Sample sort with sorting applied to index-value pairs (locally generated). The original array is reordered according to the sorted index-value pair. Thus this library is optimized for classes with relatively large sizes (more than 32 bytes).
Experimental library to replace std::map with fast paralell algorithm. This library is not intended as general-purpose replacement of map, but desgined for a rather specific use case, where we have an array of values and want to obtain the indices within array from values.
#include "PATH/OF/THIS/FILE/samplesortlib.hpp"

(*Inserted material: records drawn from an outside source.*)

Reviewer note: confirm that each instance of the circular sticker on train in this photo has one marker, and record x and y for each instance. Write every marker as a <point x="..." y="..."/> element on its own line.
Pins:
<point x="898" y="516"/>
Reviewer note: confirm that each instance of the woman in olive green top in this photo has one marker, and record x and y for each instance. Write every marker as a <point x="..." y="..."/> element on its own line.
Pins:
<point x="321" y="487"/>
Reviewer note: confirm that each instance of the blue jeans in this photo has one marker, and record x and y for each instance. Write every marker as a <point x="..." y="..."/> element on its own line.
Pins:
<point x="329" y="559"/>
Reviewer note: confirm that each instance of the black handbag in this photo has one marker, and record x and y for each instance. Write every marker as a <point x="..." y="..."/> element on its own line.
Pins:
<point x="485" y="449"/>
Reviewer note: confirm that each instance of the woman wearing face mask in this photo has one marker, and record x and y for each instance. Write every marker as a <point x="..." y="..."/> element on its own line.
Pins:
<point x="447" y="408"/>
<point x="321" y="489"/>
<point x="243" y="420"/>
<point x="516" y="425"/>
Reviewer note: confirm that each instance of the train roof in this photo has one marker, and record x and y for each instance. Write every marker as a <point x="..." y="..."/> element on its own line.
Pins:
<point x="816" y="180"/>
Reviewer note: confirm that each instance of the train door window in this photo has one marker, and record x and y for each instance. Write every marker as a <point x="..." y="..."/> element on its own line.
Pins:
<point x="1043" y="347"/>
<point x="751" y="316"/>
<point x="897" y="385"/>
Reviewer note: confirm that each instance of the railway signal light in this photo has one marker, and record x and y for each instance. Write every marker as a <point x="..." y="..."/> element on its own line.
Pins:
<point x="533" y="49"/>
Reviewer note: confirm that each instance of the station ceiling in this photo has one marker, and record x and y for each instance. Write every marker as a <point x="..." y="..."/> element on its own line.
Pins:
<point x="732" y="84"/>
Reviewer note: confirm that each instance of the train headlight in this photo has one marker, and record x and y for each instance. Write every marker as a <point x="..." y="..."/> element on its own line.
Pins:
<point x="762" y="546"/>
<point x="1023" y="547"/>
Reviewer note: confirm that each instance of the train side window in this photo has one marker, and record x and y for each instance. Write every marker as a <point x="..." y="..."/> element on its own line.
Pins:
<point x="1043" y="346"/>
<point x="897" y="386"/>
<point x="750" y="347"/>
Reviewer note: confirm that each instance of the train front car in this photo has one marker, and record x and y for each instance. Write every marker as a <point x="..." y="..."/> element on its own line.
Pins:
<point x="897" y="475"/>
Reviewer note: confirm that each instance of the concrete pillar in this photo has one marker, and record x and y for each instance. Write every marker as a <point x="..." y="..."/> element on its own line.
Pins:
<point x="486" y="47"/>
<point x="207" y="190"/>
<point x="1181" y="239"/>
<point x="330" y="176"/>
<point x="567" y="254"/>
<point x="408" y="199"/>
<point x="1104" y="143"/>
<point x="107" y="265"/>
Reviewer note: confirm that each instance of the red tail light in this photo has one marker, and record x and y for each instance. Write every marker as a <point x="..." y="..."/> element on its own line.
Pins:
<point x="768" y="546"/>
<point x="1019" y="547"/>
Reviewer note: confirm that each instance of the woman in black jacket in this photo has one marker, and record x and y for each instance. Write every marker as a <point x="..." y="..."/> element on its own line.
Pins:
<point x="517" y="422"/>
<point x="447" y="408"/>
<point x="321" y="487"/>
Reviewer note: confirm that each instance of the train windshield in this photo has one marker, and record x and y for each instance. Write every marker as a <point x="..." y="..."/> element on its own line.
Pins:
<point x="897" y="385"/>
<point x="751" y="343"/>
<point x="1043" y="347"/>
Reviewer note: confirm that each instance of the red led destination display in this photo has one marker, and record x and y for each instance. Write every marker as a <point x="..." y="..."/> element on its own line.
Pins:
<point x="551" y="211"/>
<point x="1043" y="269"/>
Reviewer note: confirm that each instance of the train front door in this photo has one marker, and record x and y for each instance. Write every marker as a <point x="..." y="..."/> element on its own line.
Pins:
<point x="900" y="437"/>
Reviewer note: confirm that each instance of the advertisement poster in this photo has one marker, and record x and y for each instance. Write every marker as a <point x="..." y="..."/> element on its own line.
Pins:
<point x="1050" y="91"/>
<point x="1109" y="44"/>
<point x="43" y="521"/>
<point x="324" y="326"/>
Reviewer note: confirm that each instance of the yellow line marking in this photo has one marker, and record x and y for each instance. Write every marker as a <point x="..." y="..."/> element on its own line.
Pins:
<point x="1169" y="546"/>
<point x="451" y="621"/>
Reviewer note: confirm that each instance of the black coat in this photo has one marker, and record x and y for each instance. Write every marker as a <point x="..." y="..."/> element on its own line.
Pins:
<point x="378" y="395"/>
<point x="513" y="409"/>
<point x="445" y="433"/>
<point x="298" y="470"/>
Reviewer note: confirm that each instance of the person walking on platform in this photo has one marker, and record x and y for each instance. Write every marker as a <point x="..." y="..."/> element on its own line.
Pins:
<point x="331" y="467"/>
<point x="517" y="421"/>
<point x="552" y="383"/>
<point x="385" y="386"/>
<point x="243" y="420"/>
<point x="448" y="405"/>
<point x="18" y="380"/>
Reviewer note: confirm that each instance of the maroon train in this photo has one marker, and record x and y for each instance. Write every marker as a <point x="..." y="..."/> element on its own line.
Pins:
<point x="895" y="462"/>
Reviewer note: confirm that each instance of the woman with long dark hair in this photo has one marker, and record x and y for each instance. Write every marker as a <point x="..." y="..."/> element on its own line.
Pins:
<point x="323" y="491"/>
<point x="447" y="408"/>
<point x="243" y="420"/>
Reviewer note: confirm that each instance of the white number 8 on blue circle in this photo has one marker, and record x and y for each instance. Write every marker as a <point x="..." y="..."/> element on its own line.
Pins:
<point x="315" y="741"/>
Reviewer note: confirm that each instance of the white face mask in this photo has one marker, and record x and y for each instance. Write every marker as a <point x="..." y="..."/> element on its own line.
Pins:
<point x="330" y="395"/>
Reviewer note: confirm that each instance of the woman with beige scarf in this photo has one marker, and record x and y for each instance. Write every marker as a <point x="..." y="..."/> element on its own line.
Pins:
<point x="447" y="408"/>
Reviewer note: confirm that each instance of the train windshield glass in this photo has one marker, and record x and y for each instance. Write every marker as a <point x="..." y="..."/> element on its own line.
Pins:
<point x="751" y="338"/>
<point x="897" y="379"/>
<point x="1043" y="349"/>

#include "PATH/OF/THIS/FILE/simplemap.hpp"
- The size of array n should be specified before setting any values
- One can use values as indices only after all values corresponding to all indices in the specified range are set
- For parallel index search, one should call makemap member function before use.

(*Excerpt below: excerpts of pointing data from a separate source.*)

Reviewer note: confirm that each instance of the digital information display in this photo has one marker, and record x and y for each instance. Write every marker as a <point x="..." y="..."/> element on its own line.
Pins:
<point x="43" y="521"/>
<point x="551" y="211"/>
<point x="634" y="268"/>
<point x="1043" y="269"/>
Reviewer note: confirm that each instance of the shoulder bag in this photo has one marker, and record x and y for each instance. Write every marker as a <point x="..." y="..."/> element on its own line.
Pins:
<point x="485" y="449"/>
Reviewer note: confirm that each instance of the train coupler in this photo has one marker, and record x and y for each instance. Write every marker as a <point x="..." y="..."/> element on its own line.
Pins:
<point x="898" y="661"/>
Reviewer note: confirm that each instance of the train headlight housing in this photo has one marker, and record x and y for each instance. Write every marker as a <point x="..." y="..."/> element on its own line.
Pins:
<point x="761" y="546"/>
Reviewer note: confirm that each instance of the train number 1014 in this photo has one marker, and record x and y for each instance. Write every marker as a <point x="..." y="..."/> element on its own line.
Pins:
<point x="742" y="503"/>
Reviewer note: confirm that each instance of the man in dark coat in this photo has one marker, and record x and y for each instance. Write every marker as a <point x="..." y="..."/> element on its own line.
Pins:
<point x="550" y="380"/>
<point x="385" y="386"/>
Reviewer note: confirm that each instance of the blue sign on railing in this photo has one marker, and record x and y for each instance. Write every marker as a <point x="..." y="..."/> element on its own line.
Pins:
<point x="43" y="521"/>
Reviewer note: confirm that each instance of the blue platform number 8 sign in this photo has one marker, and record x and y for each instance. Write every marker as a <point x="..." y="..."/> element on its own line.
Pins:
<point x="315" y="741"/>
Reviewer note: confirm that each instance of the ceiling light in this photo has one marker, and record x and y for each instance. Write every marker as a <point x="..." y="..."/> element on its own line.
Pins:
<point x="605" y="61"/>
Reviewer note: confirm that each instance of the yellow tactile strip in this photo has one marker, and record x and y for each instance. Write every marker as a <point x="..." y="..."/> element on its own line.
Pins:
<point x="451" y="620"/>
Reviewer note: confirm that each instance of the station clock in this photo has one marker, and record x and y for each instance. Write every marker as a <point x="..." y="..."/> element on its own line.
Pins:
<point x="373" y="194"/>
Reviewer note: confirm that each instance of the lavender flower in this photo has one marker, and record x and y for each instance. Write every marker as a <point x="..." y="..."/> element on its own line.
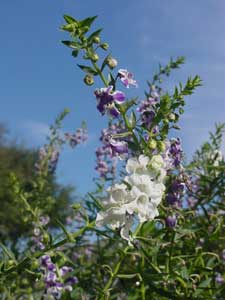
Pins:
<point x="219" y="279"/>
<point x="171" y="221"/>
<point x="111" y="149"/>
<point x="223" y="254"/>
<point x="47" y="157"/>
<point x="118" y="147"/>
<point x="80" y="136"/>
<point x="127" y="78"/>
<point x="175" y="151"/>
<point x="107" y="98"/>
<point x="56" y="284"/>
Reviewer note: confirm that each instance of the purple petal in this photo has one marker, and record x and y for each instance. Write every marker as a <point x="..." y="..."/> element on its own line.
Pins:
<point x="119" y="97"/>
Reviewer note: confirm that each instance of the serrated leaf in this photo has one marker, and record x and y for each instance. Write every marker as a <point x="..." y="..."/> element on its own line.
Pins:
<point x="94" y="34"/>
<point x="69" y="19"/>
<point x="87" y="69"/>
<point x="87" y="22"/>
<point x="71" y="44"/>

- One makemap is called, or index serch is done, one cannot change the content of map. One can clear the map and set new values.
- One can use [] operator only for assignment and not for reference. For reference, use at() instead.
namespace SimpleMapLib{
template <typename KeyT, typename ValT>
class Map{
//std::map like APIs
Map();
void clear();
KeyValuePair* find(KeyT k);
ValT at(KeyT k);
KeyAddressPair operator [](KeyT k);
KeyValuePair* end();
//additional APIs
Map(ValT s);
void resize(ValT s);
void makemap();
};
}
One can create a map by, for example,
SimpleMapLib::Map<int64_t, int> m;
In this case, one first set the number of element by
m.resize(n);
after this, one can set values by
m[key]=index
but ALL indices of the range [0,n) must be set before the map m is used to get index from key, and after all indices are set, makemap function should be called. The setting of values can be done in parallel, using for example OpenMP parallel for.
To get index from key. one can use at(), but not []. One can also use find() and first/second members.
The type of return values of functions find() and end() is a pointer to SimpleMapLib::KeyAddressPair, a class, which can be used in place of iterator.
- Bug fix. Incorrect behaviour for initially sorted array fixed.
- Comparison with __gnu_parallel::sort added (sorttestcpp17.cpp). Second number gives the sample sort performance and the third gun parallel sort. Our sort seems to be faster for large N (100K or larger)
- Fast (on some machines) multipartion algorithm used for initial division
- Sample sort is also used for single-thread sort.